Ziele / Methoden / Resultate
In der Studie werden Ansätze vorgestellt, die eine Abschätzung des ökonomischen Wertes von Wasser und Gewässern erlauben. Als Bewertungskonzept wurde mit einer „Landkarte der Bewertung“ ein mehrdimensionaler Bewertungsansatz entwickelt, welcher die wirtschaftliche Inanspruchnahme von Wasser abbildet. Der Bewertungsansatz wurde beispielhaft für vier ausgewählte Wassernutzungen angewendet:

  • Für die Binnenschifffahrt zur Güterbeförderung,
  • die öffentliche Wasserversorgung / Abwasserbeseitigung von Haushalten,
  • die Kühlung zur thermoelektrischen Stromproduktion sowie
  • die Bewässerung in der Landwirtschaft.

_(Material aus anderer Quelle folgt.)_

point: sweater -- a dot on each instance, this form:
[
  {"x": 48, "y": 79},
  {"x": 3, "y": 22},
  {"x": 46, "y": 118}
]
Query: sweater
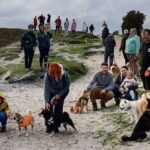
[
  {"x": 51, "y": 86},
  {"x": 104, "y": 81},
  {"x": 132, "y": 45}
]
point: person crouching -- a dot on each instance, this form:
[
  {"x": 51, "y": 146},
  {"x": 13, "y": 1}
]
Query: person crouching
[{"x": 101, "y": 87}]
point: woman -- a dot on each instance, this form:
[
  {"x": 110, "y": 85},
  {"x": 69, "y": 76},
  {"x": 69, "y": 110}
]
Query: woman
[
  {"x": 56, "y": 82},
  {"x": 3, "y": 108}
]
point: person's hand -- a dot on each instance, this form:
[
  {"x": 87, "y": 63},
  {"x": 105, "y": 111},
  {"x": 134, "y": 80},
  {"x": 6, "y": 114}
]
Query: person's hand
[
  {"x": 103, "y": 91},
  {"x": 47, "y": 105}
]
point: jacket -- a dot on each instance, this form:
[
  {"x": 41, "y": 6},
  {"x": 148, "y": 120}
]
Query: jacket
[
  {"x": 132, "y": 45},
  {"x": 28, "y": 40}
]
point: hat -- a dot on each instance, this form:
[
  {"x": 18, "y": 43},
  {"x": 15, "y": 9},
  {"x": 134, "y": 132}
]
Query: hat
[
  {"x": 2, "y": 95},
  {"x": 30, "y": 26}
]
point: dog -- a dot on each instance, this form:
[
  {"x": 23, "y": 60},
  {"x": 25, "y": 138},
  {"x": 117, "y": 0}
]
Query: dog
[
  {"x": 135, "y": 109},
  {"x": 142, "y": 126},
  {"x": 81, "y": 103},
  {"x": 115, "y": 70},
  {"x": 24, "y": 121},
  {"x": 51, "y": 122}
]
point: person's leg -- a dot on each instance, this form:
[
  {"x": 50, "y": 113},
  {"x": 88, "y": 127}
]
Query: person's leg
[{"x": 3, "y": 120}]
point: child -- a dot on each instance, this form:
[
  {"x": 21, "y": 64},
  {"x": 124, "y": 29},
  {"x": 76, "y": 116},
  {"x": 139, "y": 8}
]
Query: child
[
  {"x": 125, "y": 87},
  {"x": 3, "y": 108}
]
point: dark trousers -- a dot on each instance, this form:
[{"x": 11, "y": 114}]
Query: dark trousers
[
  {"x": 3, "y": 118},
  {"x": 28, "y": 54},
  {"x": 43, "y": 56},
  {"x": 109, "y": 57}
]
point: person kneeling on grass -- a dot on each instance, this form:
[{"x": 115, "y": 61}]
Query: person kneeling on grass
[
  {"x": 103, "y": 81},
  {"x": 3, "y": 108}
]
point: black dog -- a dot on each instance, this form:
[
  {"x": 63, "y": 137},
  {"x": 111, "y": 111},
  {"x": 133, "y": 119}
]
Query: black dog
[
  {"x": 139, "y": 132},
  {"x": 53, "y": 122}
]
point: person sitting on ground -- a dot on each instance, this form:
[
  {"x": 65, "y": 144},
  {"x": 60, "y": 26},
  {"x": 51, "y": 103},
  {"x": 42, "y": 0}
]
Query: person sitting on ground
[
  {"x": 101, "y": 87},
  {"x": 3, "y": 108},
  {"x": 128, "y": 82}
]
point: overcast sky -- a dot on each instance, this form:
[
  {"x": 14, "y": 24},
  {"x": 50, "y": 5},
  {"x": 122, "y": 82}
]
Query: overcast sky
[{"x": 19, "y": 13}]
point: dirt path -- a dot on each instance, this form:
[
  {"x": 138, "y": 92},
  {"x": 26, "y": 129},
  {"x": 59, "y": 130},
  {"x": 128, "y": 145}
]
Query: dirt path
[{"x": 30, "y": 97}]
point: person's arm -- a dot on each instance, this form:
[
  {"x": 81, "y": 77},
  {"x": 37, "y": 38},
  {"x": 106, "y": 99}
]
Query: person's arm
[
  {"x": 66, "y": 84},
  {"x": 94, "y": 80},
  {"x": 111, "y": 84},
  {"x": 47, "y": 87}
]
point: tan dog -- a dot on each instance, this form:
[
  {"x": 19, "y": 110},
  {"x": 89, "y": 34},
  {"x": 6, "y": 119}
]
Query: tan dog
[
  {"x": 81, "y": 103},
  {"x": 24, "y": 121},
  {"x": 115, "y": 70}
]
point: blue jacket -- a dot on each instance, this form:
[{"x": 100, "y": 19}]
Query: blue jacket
[{"x": 132, "y": 45}]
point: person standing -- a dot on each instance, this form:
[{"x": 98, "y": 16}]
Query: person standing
[
  {"x": 145, "y": 58},
  {"x": 66, "y": 26},
  {"x": 56, "y": 88},
  {"x": 123, "y": 44},
  {"x": 132, "y": 50},
  {"x": 91, "y": 29},
  {"x": 49, "y": 20},
  {"x": 101, "y": 87},
  {"x": 43, "y": 38},
  {"x": 110, "y": 43},
  {"x": 73, "y": 27},
  {"x": 105, "y": 32},
  {"x": 58, "y": 25},
  {"x": 35, "y": 23},
  {"x": 28, "y": 43}
]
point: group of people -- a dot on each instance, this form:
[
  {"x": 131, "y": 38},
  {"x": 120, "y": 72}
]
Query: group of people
[{"x": 28, "y": 44}]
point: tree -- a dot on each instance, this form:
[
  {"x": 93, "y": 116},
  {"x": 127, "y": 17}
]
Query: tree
[{"x": 133, "y": 19}]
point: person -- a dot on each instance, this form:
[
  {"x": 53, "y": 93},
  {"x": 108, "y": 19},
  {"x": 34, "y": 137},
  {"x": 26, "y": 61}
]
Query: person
[
  {"x": 123, "y": 44},
  {"x": 56, "y": 88},
  {"x": 73, "y": 27},
  {"x": 105, "y": 32},
  {"x": 101, "y": 87},
  {"x": 145, "y": 58},
  {"x": 28, "y": 43},
  {"x": 132, "y": 50},
  {"x": 35, "y": 23},
  {"x": 66, "y": 26},
  {"x": 49, "y": 21},
  {"x": 41, "y": 20},
  {"x": 128, "y": 82},
  {"x": 58, "y": 25},
  {"x": 110, "y": 43},
  {"x": 91, "y": 28},
  {"x": 84, "y": 27},
  {"x": 3, "y": 108},
  {"x": 43, "y": 38}
]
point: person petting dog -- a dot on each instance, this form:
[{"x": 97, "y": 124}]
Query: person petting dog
[
  {"x": 128, "y": 82},
  {"x": 56, "y": 82},
  {"x": 3, "y": 108},
  {"x": 103, "y": 81}
]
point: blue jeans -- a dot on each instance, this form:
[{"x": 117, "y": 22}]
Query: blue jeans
[{"x": 3, "y": 118}]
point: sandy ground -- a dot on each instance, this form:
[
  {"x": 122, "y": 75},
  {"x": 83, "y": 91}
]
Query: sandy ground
[{"x": 22, "y": 97}]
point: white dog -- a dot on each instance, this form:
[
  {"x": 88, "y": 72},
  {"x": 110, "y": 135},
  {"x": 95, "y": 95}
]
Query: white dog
[{"x": 135, "y": 109}]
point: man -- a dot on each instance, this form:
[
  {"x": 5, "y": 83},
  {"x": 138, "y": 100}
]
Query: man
[
  {"x": 110, "y": 43},
  {"x": 132, "y": 50},
  {"x": 145, "y": 58},
  {"x": 101, "y": 87},
  {"x": 123, "y": 44},
  {"x": 28, "y": 43},
  {"x": 58, "y": 25}
]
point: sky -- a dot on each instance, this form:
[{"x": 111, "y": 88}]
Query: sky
[{"x": 20, "y": 13}]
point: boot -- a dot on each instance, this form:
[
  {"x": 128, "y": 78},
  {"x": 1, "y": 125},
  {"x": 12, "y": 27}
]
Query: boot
[
  {"x": 103, "y": 105},
  {"x": 3, "y": 129},
  {"x": 95, "y": 107}
]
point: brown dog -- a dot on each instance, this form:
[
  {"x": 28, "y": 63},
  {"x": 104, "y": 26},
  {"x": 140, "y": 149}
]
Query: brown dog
[
  {"x": 24, "y": 121},
  {"x": 81, "y": 103}
]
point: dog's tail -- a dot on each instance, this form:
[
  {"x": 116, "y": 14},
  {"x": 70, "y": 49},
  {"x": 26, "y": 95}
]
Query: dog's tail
[
  {"x": 74, "y": 110},
  {"x": 70, "y": 122}
]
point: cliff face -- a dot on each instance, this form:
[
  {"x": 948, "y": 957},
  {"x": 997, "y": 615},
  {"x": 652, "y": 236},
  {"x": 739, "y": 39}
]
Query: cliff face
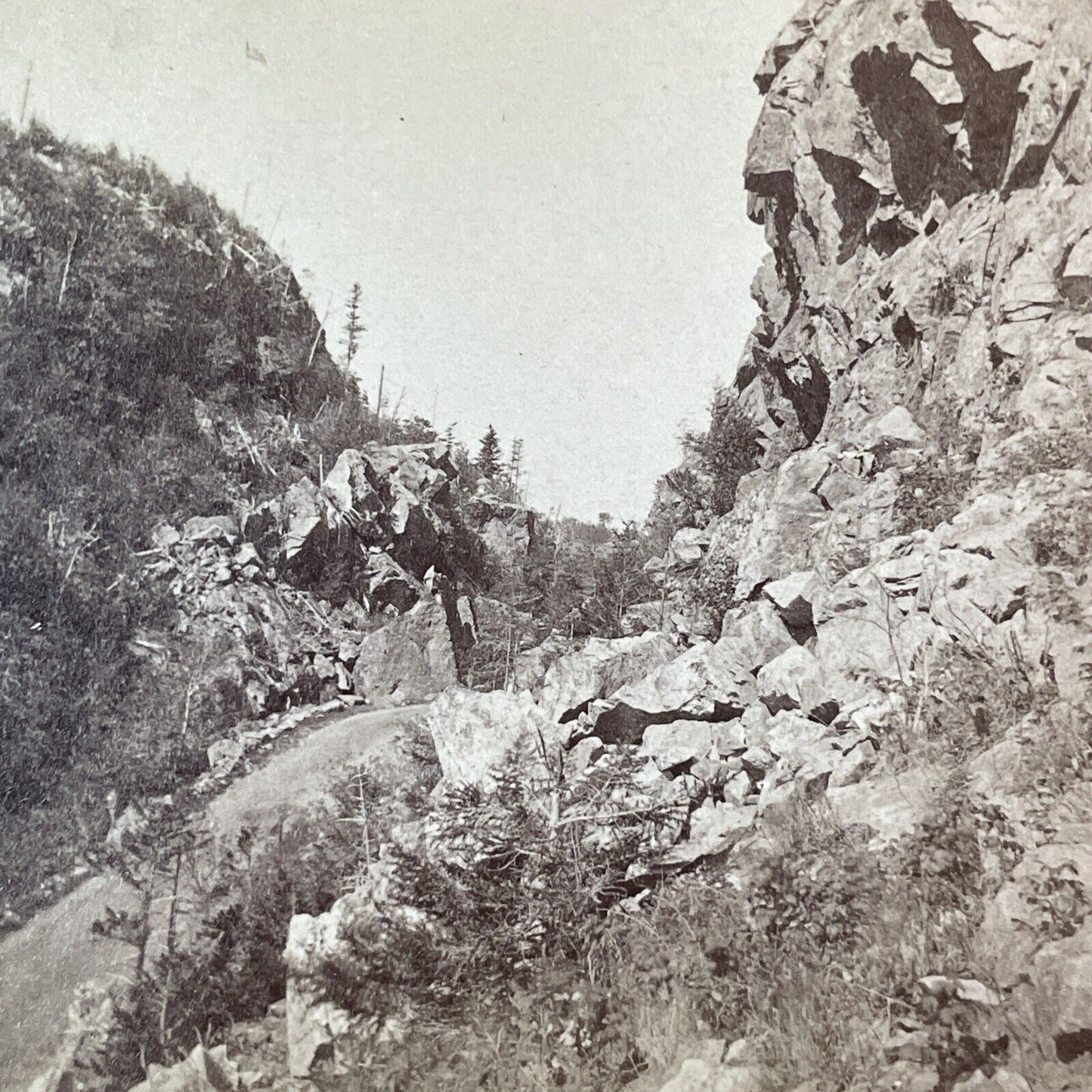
[{"x": 920, "y": 171}]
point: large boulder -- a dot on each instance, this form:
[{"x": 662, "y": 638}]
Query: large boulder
[
  {"x": 755, "y": 633},
  {"x": 600, "y": 669},
  {"x": 704, "y": 684},
  {"x": 203, "y": 1070},
  {"x": 410, "y": 660},
  {"x": 480, "y": 735}
]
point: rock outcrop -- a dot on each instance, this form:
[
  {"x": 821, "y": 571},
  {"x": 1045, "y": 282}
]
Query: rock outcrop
[{"x": 409, "y": 660}]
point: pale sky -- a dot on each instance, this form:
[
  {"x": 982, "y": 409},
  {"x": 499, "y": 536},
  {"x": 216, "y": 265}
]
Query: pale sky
[{"x": 542, "y": 199}]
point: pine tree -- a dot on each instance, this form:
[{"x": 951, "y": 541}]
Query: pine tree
[
  {"x": 515, "y": 469},
  {"x": 488, "y": 461},
  {"x": 353, "y": 324}
]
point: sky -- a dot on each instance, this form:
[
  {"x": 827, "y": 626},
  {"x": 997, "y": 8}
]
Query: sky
[{"x": 540, "y": 199}]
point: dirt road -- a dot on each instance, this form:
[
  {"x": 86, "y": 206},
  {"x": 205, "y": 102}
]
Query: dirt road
[{"x": 42, "y": 964}]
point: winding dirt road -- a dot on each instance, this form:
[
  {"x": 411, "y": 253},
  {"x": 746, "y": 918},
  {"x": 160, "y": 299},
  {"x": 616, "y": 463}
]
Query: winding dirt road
[{"x": 42, "y": 964}]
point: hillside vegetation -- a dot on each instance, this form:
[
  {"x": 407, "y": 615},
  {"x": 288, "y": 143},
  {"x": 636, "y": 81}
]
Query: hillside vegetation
[{"x": 159, "y": 362}]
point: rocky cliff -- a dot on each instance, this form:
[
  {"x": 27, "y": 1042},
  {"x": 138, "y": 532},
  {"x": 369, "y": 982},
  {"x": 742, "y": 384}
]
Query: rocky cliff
[{"x": 886, "y": 751}]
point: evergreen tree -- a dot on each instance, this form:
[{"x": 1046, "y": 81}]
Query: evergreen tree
[
  {"x": 353, "y": 324},
  {"x": 488, "y": 461},
  {"x": 515, "y": 470}
]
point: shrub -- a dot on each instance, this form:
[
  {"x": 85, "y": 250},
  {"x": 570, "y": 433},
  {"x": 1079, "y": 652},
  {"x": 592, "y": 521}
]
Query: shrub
[
  {"x": 725, "y": 452},
  {"x": 930, "y": 493}
]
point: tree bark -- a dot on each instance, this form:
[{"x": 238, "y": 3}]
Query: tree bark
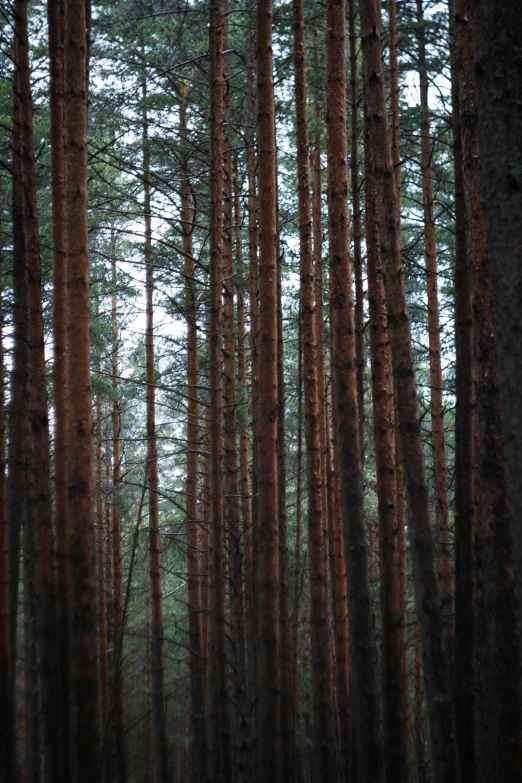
[
  {"x": 268, "y": 729},
  {"x": 384, "y": 439},
  {"x": 362, "y": 643},
  {"x": 56, "y": 22},
  {"x": 85, "y": 683},
  {"x": 440, "y": 472},
  {"x": 425, "y": 576},
  {"x": 159, "y": 718},
  {"x": 501, "y": 757},
  {"x": 465, "y": 663},
  {"x": 197, "y": 686},
  {"x": 497, "y": 29},
  {"x": 322, "y": 677},
  {"x": 219, "y": 717}
]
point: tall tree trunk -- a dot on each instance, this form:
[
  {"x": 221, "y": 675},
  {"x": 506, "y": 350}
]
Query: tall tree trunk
[
  {"x": 197, "y": 687},
  {"x": 297, "y": 568},
  {"x": 159, "y": 718},
  {"x": 85, "y": 683},
  {"x": 268, "y": 729},
  {"x": 395, "y": 123},
  {"x": 230, "y": 464},
  {"x": 357, "y": 223},
  {"x": 100, "y": 543},
  {"x": 39, "y": 489},
  {"x": 440, "y": 473},
  {"x": 384, "y": 438},
  {"x": 118, "y": 721},
  {"x": 465, "y": 663},
  {"x": 362, "y": 642},
  {"x": 497, "y": 30},
  {"x": 501, "y": 757},
  {"x": 219, "y": 718},
  {"x": 56, "y": 19},
  {"x": 5, "y": 663},
  {"x": 322, "y": 679},
  {"x": 425, "y": 576},
  {"x": 19, "y": 452},
  {"x": 285, "y": 653}
]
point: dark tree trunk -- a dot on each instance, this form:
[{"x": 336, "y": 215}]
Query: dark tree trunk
[
  {"x": 362, "y": 642},
  {"x": 384, "y": 439},
  {"x": 197, "y": 684},
  {"x": 219, "y": 717},
  {"x": 423, "y": 550},
  {"x": 438, "y": 445},
  {"x": 268, "y": 729},
  {"x": 501, "y": 755},
  {"x": 465, "y": 663},
  {"x": 85, "y": 683},
  {"x": 322, "y": 677},
  {"x": 159, "y": 718},
  {"x": 497, "y": 31}
]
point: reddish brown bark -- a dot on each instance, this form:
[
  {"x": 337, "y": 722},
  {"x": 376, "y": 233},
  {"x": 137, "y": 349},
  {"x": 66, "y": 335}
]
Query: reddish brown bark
[
  {"x": 362, "y": 643},
  {"x": 161, "y": 748},
  {"x": 83, "y": 606},
  {"x": 465, "y": 664},
  {"x": 440, "y": 473},
  {"x": 357, "y": 223},
  {"x": 5, "y": 667},
  {"x": 56, "y": 19},
  {"x": 384, "y": 439},
  {"x": 501, "y": 756},
  {"x": 197, "y": 684},
  {"x": 425, "y": 577},
  {"x": 268, "y": 729},
  {"x": 230, "y": 462},
  {"x": 497, "y": 30},
  {"x": 39, "y": 475},
  {"x": 219, "y": 730},
  {"x": 322, "y": 678},
  {"x": 118, "y": 717},
  {"x": 100, "y": 545}
]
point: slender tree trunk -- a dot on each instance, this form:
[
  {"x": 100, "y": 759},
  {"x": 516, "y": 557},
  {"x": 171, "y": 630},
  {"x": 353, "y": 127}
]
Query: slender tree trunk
[
  {"x": 39, "y": 488},
  {"x": 440, "y": 473},
  {"x": 117, "y": 683},
  {"x": 159, "y": 718},
  {"x": 384, "y": 438},
  {"x": 219, "y": 726},
  {"x": 322, "y": 679},
  {"x": 268, "y": 728},
  {"x": 19, "y": 453},
  {"x": 502, "y": 754},
  {"x": 100, "y": 542},
  {"x": 395, "y": 124},
  {"x": 497, "y": 31},
  {"x": 32, "y": 747},
  {"x": 244, "y": 478},
  {"x": 425, "y": 576},
  {"x": 362, "y": 649},
  {"x": 297, "y": 568},
  {"x": 251, "y": 589},
  {"x": 5, "y": 663},
  {"x": 199, "y": 749},
  {"x": 230, "y": 463},
  {"x": 56, "y": 20},
  {"x": 85, "y": 683},
  {"x": 357, "y": 224},
  {"x": 465, "y": 664}
]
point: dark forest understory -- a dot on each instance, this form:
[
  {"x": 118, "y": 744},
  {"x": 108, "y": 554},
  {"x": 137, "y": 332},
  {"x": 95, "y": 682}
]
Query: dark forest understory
[{"x": 260, "y": 391}]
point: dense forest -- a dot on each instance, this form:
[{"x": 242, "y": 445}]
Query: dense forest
[{"x": 260, "y": 391}]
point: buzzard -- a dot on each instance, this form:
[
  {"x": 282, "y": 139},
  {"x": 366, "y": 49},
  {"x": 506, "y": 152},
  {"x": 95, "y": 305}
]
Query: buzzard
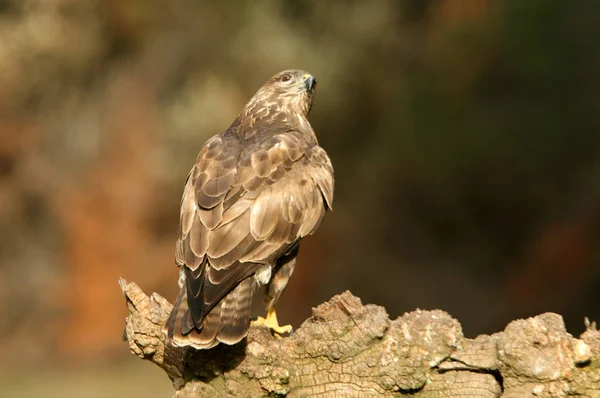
[{"x": 255, "y": 191}]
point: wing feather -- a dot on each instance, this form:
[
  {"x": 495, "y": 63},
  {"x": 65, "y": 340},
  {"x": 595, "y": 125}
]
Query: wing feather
[{"x": 244, "y": 205}]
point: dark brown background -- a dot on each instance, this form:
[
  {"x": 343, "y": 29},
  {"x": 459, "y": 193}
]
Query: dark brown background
[{"x": 465, "y": 136}]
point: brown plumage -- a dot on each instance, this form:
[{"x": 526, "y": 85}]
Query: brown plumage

Für diese Wassernutzungen wurden die Bewertungsansätze in Bezug auf Deutschland, Nordrhein-Westfalen sowie Sachsen ausgewertet. Lesen Sie hier den Abschlussbericht.

Team
Pamela Raehmel, Filip Bertzbach, Dr. Torsten Franz

Ansprechpartnerin: Pamela Raehmel

Nachhaltigkeitscontrolling in der Siedlungswasserwirtschaft (NaCoSi)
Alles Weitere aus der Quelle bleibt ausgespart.